A second major consequence of having insurance cover even minor expenses is the excessive administrative burden placed on the system. It is estimated that almost 25 percent of overall health care costs are due to administrative costs. Clearly the vast majority, perhaps as much as 90 percent, of paperwork and monitoring of claims relates to minor charges. Changing the nature of health insurance to cover only major expenses would immediately eliminate most administrative costs in the current system.

Eliminating the administrative burden on health care providers would lessen the dissatisfaction felt by many of these providers. This would help reinstate the patient-doctor relationship, which is a key component of appropriate medical care as well as critical to the general level of satisfaction of all users of the health care system. Tragically, this once prized component of the American health care system has been significantly harmed over the past decade. (Some of this can be cured by allowing patients to select their own doctor.) Although the degradation of this relationship has many causes, the insertion of the third-party payer in between the patient and the physician is unquestionably a major cause.
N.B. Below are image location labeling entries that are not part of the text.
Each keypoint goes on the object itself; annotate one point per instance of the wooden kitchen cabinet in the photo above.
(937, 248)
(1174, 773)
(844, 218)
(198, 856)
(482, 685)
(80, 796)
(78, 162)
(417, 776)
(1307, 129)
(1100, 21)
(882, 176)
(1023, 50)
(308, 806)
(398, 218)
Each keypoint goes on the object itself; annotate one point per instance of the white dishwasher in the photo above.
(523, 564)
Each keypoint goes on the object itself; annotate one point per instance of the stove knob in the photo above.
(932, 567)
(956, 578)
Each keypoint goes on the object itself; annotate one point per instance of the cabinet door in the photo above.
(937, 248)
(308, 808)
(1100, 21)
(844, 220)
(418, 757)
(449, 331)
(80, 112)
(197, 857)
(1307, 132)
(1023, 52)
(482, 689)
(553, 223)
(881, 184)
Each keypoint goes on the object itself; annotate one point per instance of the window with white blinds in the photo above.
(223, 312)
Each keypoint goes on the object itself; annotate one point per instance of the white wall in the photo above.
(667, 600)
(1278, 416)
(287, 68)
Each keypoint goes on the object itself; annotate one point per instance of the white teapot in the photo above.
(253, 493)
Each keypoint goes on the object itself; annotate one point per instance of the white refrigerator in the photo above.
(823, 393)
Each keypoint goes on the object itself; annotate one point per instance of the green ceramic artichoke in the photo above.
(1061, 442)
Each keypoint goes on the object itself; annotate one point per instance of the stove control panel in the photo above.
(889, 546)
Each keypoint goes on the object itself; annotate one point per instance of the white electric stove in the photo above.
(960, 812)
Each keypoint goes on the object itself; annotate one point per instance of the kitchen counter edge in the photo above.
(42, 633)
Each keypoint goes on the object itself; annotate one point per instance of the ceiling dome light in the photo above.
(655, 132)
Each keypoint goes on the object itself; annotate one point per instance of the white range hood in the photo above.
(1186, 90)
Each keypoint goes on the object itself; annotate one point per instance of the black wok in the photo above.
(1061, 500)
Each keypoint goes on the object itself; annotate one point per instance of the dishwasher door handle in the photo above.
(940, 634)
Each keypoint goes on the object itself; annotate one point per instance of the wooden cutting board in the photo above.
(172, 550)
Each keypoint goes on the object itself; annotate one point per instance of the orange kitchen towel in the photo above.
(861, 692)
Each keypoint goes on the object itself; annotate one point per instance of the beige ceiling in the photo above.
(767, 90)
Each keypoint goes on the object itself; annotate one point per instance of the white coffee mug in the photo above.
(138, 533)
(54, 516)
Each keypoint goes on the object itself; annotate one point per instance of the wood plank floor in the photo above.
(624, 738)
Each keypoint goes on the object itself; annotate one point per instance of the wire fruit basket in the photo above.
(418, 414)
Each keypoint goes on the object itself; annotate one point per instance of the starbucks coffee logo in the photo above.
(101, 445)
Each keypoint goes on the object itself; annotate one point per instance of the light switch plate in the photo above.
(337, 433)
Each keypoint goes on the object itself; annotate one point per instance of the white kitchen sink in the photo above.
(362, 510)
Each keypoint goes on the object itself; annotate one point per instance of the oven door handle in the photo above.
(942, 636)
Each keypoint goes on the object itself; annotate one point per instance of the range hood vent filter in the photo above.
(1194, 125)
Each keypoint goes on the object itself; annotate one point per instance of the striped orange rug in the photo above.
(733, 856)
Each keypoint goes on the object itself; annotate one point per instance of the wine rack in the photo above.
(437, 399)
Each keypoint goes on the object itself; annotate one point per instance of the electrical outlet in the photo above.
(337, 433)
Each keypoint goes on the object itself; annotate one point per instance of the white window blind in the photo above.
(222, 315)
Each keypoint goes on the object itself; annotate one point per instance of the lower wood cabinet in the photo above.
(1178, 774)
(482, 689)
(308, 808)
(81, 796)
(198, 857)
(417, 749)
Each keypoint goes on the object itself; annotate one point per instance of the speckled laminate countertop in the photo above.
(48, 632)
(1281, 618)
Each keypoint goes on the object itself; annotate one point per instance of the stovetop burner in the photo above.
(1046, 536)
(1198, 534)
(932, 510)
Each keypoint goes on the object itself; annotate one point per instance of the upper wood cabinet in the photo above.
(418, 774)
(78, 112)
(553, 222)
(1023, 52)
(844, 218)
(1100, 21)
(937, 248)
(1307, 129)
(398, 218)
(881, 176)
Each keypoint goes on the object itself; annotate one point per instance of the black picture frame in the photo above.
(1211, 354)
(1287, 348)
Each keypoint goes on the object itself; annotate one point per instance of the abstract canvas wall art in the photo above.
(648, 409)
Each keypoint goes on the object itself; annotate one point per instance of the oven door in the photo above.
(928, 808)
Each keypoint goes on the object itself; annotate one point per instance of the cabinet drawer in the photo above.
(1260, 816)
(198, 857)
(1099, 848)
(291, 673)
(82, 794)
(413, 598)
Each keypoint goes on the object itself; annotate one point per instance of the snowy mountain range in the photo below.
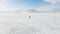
(18, 22)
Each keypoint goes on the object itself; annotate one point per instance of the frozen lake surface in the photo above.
(39, 23)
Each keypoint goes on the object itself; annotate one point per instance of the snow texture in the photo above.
(38, 23)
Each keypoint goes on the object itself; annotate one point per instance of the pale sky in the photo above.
(11, 5)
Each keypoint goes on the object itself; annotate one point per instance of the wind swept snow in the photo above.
(39, 23)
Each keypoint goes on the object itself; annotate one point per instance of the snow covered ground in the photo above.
(39, 23)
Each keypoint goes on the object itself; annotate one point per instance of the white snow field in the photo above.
(39, 23)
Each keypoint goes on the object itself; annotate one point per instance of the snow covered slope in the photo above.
(39, 23)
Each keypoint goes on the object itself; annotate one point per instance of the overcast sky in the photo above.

Also, the layering of added bureaucracy on the health care provider has left less time for doctors to spend with their patients.

The patient-doctor relationship is uniquely important to medical care because of the extreme nature of the information gap between patient and physician (i.e., the buyer and the seller). No other industry has such asymmetry of information, and perhaps no other information asymmetry is so permanent. Although some of this asymmetry can be reduced by access to sophisticated information due mainly to the development of the Internet, the gap cannot be eliminated. As medical care becomes even more technologically advanced, highly complex diagnostic and therapeutic algorithms will become even more commonplace. This asymmetry of information makes it crucial that physicians have an established relationship with their patients. This will help ensure that appropriate medical care is offered and accepted, while minimizing concerns for profits that are standard in other industries.
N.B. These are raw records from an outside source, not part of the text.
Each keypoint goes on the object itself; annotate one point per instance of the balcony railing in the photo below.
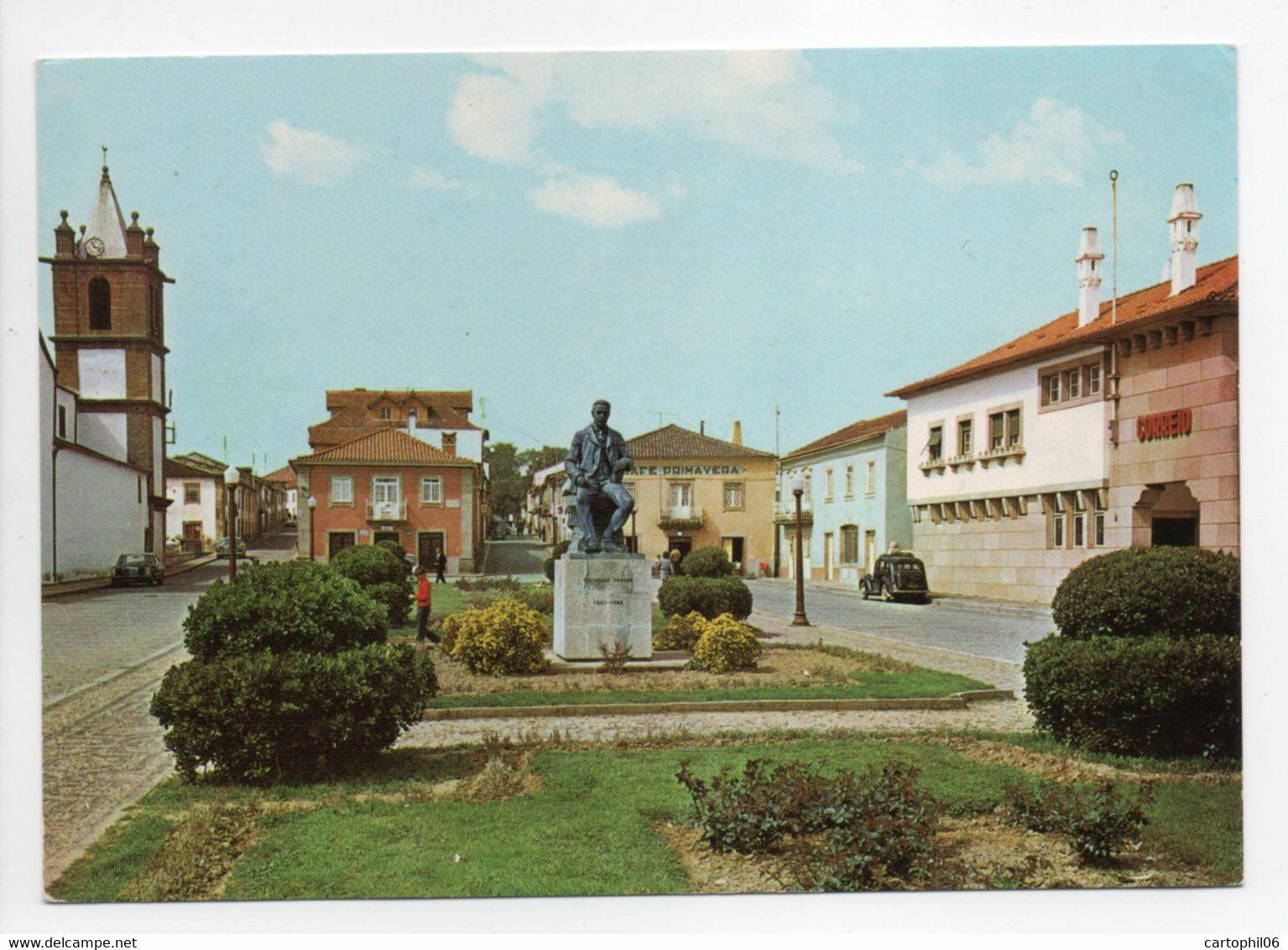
(387, 511)
(786, 512)
(681, 516)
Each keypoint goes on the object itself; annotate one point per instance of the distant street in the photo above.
(103, 655)
(977, 629)
(517, 557)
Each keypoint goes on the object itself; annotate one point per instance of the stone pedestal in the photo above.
(603, 598)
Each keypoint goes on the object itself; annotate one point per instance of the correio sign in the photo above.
(1179, 422)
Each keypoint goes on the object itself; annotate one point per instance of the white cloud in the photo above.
(493, 117)
(595, 200)
(1054, 144)
(767, 103)
(431, 178)
(307, 156)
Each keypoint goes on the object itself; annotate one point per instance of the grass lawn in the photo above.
(589, 825)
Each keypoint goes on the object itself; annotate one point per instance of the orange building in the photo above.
(387, 485)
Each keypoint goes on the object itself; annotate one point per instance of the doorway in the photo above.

The accepted dogma that every American citizen is “entitled” to equal access to the ultimate level of health care, regardless of costs, is flawed. There is no precedent for that type of philosophy. Automobile safety offers instructive insights for health care. Safety statistics vary from manufacturer to manufacturer. Consumers are aware that certain cars afford better and more sophisticated protection—anti-lock brakes, traction-based acceleration, multiple airbags, impact-accommodating construction, emergency satellite systems for automated response to collisions, 24-hour emergency road service—all these are innovative improvements on standard automobile safety. Most of these are only available for extra costs; many are only available on luxury cars toward the upper end of the market in price. Yet the government does not decree that all cars need to have all of these safety features. Why? Because they cost money. It is noteworthy that once these initially expensive innovations become widely used and proven, they often become standard. This is one of the benefits of the free market system. Those affluent enough to pay for what are initially “luxuries,” even in items deemed important for automobile safety, are the test market for such technologies. Eventually, competitive forces prevail for worthy features and price comes down, so that larger populations gain access. Similar mechanisms will work for technologic advances in medicine.
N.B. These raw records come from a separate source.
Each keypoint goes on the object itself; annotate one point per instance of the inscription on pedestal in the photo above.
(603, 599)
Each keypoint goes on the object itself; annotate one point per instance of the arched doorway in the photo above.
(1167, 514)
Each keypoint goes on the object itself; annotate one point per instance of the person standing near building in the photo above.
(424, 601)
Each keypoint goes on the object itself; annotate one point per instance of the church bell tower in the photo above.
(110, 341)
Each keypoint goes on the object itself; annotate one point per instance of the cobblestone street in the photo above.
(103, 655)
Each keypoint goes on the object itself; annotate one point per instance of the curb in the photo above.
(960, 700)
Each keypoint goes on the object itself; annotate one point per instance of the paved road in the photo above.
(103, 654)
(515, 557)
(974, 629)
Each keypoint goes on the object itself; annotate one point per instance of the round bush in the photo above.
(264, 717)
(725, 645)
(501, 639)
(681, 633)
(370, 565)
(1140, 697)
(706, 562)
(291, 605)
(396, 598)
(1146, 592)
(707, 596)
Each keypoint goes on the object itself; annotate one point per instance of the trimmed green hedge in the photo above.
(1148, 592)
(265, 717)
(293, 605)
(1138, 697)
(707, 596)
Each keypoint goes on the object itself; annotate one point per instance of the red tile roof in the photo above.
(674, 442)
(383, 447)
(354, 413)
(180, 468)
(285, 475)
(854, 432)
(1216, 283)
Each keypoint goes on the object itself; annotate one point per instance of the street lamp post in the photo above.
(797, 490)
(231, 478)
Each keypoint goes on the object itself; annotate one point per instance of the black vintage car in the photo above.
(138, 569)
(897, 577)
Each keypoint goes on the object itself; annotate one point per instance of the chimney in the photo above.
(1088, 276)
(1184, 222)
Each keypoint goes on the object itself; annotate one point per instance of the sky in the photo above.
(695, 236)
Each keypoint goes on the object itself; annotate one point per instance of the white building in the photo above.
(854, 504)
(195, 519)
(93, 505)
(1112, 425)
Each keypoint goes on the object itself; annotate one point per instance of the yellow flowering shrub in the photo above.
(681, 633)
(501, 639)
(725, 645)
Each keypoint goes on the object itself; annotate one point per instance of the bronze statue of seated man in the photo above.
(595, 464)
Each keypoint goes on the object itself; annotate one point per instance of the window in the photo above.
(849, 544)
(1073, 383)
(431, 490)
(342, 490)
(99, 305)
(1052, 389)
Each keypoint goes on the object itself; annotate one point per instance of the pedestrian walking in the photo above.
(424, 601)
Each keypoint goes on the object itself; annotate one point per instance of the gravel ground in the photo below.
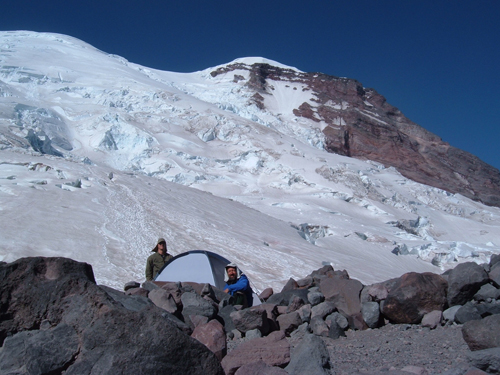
(395, 347)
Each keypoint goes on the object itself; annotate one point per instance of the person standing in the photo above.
(238, 286)
(157, 260)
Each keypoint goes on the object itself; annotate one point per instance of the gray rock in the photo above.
(137, 292)
(432, 319)
(39, 352)
(164, 300)
(487, 360)
(283, 299)
(225, 314)
(290, 285)
(193, 304)
(266, 293)
(309, 357)
(335, 331)
(488, 308)
(482, 334)
(344, 293)
(413, 295)
(299, 333)
(212, 335)
(323, 309)
(305, 313)
(149, 285)
(464, 281)
(247, 319)
(340, 319)
(315, 298)
(132, 303)
(318, 327)
(449, 314)
(466, 313)
(253, 334)
(295, 303)
(96, 326)
(494, 274)
(487, 291)
(130, 285)
(371, 314)
(289, 322)
(260, 368)
(495, 258)
(274, 350)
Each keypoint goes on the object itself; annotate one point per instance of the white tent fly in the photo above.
(199, 266)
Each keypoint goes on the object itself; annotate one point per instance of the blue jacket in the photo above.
(241, 285)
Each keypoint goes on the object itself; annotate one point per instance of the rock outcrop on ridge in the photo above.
(55, 319)
(361, 124)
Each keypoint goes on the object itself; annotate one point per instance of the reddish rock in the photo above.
(344, 293)
(163, 299)
(212, 335)
(464, 281)
(137, 292)
(290, 285)
(432, 319)
(274, 350)
(413, 295)
(271, 314)
(289, 322)
(266, 293)
(55, 320)
(371, 128)
(260, 368)
(482, 334)
(248, 319)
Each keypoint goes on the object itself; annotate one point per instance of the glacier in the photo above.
(100, 156)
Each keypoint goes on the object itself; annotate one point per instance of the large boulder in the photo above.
(56, 319)
(487, 360)
(260, 368)
(194, 304)
(494, 274)
(482, 334)
(413, 295)
(344, 293)
(273, 350)
(309, 357)
(464, 281)
(212, 335)
(249, 319)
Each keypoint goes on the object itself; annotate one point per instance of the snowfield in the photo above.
(99, 157)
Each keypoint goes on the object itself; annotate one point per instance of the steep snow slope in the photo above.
(117, 135)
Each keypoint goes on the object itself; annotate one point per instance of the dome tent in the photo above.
(199, 266)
The need is clear: Bring health care into the free market economy. Eliminating the special tax treatment of health care expenses will cause the patient to become the customer for the vast majority of medical purchases, not the insurance company or the employer. Larger deductibles in health insurance policies will empower people to decide how to spend their own money on medical care. Once people buy health care for themselves, the marketplace will determine what is worthwhile for customers to buy. Exposure to the free market will drive competitive practices among health care providers. Worthwhile medical technologies will be utilized; superfluous technologies will be revealed as just that. Best practices by physicians will become clarified. Costs will come down.